Results of the HARP-MINOCA, which were presented at the American Heart Association’s (AHA) Scientific Sessions 2020, suggest use of coronary optical coherence tomography (OCT) and cardiac magnetic resonance imaging (MRI) explained why women presented with symptoms and had blood tests consistent with heart attack in 84% of the study cohort.
“Our findings are important because women (or men) with MINOCA have historically been told that since the angiogram is OK, they never had a heart attack. This is entirely wrong for about two-thirds of the women who had both imaging tests, and misleading for one-quarter of the women because we found they had another problem that was not related to blood flow and could be diagnosed via cardiac MRI,” said lead investigator Harmony Reynolds, MD, director of New York University Langone's Sarah Ross Soter Center for Women’s Cardiovascular Research and an associate professor in the department of medicine at NYU Grossman School of Medicine, in a statement from the AHA.

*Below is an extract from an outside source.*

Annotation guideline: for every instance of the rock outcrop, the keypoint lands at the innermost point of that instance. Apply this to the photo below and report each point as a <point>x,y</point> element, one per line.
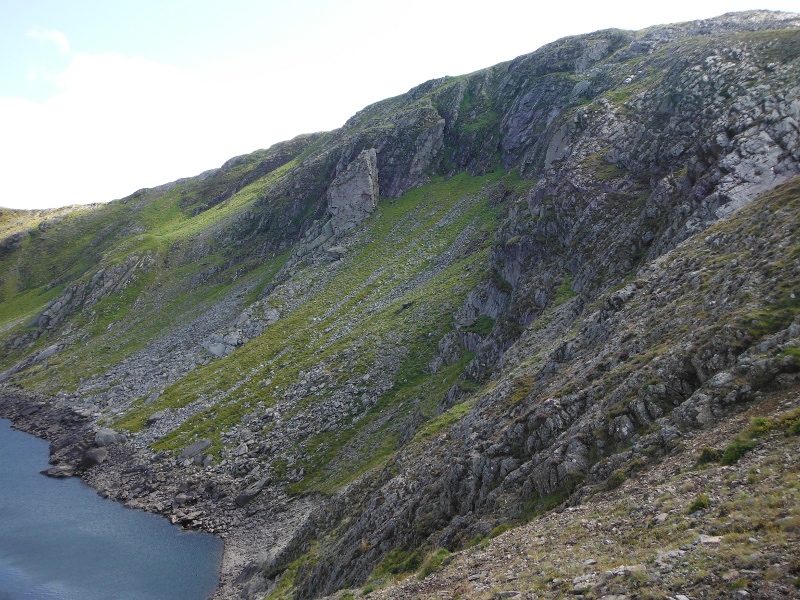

Funded by the AHA, HARP-MINOCA was designed as a prospective, multicenter, international, diagnostic observational study and enrolled women with MI who did not have prior obstructive coronary artery disease (CAD) with the aim of evaluate the mechanisms of MINOCA and to identify cause of the heart attack in these patients. Among 301 women enrolled across 15 sites, investigators determined 168 had MINOCA—the patient population had a median age of 60 years and 50% were non-Hispanic whites.
Patients included in the study underwent multivessel OCT followed by CMR if invasive coronary angiography showed less than 50% stenosis in all major vessels. Investigators noted angiography, OCT, and CMR, were evaluated at blinded, independent core labs.
Of the 168 patients who had MINOCA, 21 had contraindications to OCT. Among the 147 who underwent OCT, 145 had adequate OCT for analysis and 116 underwent CMR (median 6 days from MI; IQR, 3-9).
When using OCT and cardiac MRI data, investigators were able to determine cause for MINOCA in 84% of patients. Imaging data determined 74 experienced myocardial infarction—the other diagnoses included myocarditis (17), Takotsubo Syndrome (n=4), and non-ischemic cardiomyopathy (n=3). OCT imaging tests led to the identification of a definite or possible culprit lesion in 46.7% of women (95% CI, 38.0-54.7%) with OCT imaging data and cardiac CMR was abnormal in 86 of the 116 women with available data (95% CI, 65.0-81.6%).
“Our findings demonstrate that even if the angiogram does not show substantial artery blockage, when women have symptoms and blood test findings consistent with a heart attack, it is likely a true heart attack and not heart inflammation,” Reynolds said. “Additional imaging tests can get to the root of the problem and help health care professionals make an accurate heart attack diagnosis for women and to ensure they receive timely treatment.”
This study, "Coronary Oct And Cardiac Mri To Determine Underlying Causes Of Minoca In Women,” was presented at AHA 2020.